This is a little bit of the whipped cream and the cherry for planning for the kids. In my experience, and I'm just gonna tell you what I've done with my daughters. Um, it's easy. I love the S&P 500 and the fact that, let's hear me out, don't just cut off, don't hit pause right now, yes, no, because that's kind of where Bo was going. I love buying that every month for my own personal assets. However, for my daughters, what I've done in their custodial account is that I think about the date of need. And here's the reality, unfortunately. If you have a zero, a one-year-old, a two-year-old, three-year-old, and you just start investing, what just like we have 88 times over for the 2021-year-old, we have something for the really young kids out there. If you go to moneyguy.com/resources, but the reality is, if you're saving in that account, that money is probably gonna get spent somewhere between age 25 and 30.
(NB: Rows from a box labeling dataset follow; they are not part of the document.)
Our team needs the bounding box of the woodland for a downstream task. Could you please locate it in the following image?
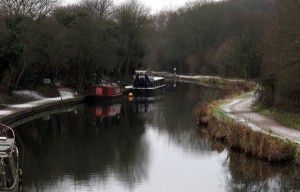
[0,0,300,111]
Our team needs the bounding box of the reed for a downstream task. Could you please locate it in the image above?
[208,106,297,162]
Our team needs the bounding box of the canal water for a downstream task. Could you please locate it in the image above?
[15,82,300,192]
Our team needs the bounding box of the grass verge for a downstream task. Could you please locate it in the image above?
[252,105,300,130]
[197,82,300,164]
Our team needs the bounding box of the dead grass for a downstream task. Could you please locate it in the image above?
[196,79,300,162]
[200,101,297,162]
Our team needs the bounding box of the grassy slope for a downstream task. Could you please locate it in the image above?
[252,105,300,130]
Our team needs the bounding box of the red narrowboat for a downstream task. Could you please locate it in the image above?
[85,84,122,101]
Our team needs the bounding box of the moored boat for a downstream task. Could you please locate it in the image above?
[125,70,166,95]
[85,83,122,102]
[0,124,20,191]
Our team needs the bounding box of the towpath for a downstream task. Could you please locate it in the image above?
[0,89,84,127]
[220,93,300,144]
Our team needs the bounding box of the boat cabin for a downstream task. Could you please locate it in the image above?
[133,71,165,88]
[90,84,121,97]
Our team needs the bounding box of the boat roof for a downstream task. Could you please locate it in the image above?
[135,70,164,81]
[135,70,153,75]
[0,137,14,157]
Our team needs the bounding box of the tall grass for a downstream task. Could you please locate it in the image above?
[203,105,297,162]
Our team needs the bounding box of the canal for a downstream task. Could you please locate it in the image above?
[15,82,300,192]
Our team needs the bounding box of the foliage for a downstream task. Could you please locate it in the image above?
[259,0,300,111]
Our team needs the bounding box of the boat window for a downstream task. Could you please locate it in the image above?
[139,75,145,79]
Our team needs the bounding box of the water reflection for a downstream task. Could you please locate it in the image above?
[16,100,148,191]
[12,82,300,192]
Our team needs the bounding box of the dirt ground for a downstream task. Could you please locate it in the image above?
[221,95,300,143]
[0,85,60,106]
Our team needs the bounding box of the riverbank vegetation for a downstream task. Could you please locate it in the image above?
[197,96,299,163]
[0,0,300,113]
And hear me out on this, they're going to, who if they're buying an engagement ring, they're going to think about this account. And when they go to buy that first house, they're going to think about this account because they're going to know what's out there. So that stuff's all gonna happen between 25 to 30. So for my own daughters, I use the indexed target retirement funds, you know, the big three that are kind of industry leaders: Fidelity Investments, Charles Schwab, and Vanguard. Um, if you just can think of when you need the money, how much you're willing to save for them, it does the rest of the heavy lifting.
You know, so that's what I use for the other stuff, for the houses, the weddings, and that type of thing. But there's a third bonus level as your kids get older and they start getting their first job. They may be babysitting in the neighborhood, cutting grass, or like my daughter, she started, because she did those things first, but then she started working at Chick-fil-A. I do a dollar-for-dollar match into a custodial Roth IRA. Because when you go back and look at that deliverable that I was talking about, where what can a dollar become by the time you retire, your 14-year-old or 15-year-old that starts working at the fast food restaurant, if you can do a dollar-for-dollar match, and it's in a Roth account, there's a good chance that money will actually turn into what you're saying. Because it's not like they're going to use that money for the house down payment because you're hopefully gonna do a good enough financial education. They're going to get excited about this. This is the money that's for my easy retirement. Don't miss out on that opportunity. The day they actually start making their money, load them up with some parental matching money because it has worked tremendously well for me and my daughter. What I think is great about it is that, look, we know the market's been bad. I haven't been drawing too much attention to the volatility. But when markets are making money, I'll show her her monthly statement. I'll be like, "Hey, you realize last month your portfolio made $375? I was like, do you realize when you first started, it was a little over ten dollars an hour? You realize that would have been close to a full if you were doing full-time work? Since you're working part-time, I mean, that was probably a month of your labor right there, just the money working for you." And I could see the light bulb go off and be like, "Yeah, this is pretty cool when my money does stuff without me having to actually use my back, my brains, my hands." That's what you're trying to light that fire, get them excited, and create that young financial mutant that will conquer the world.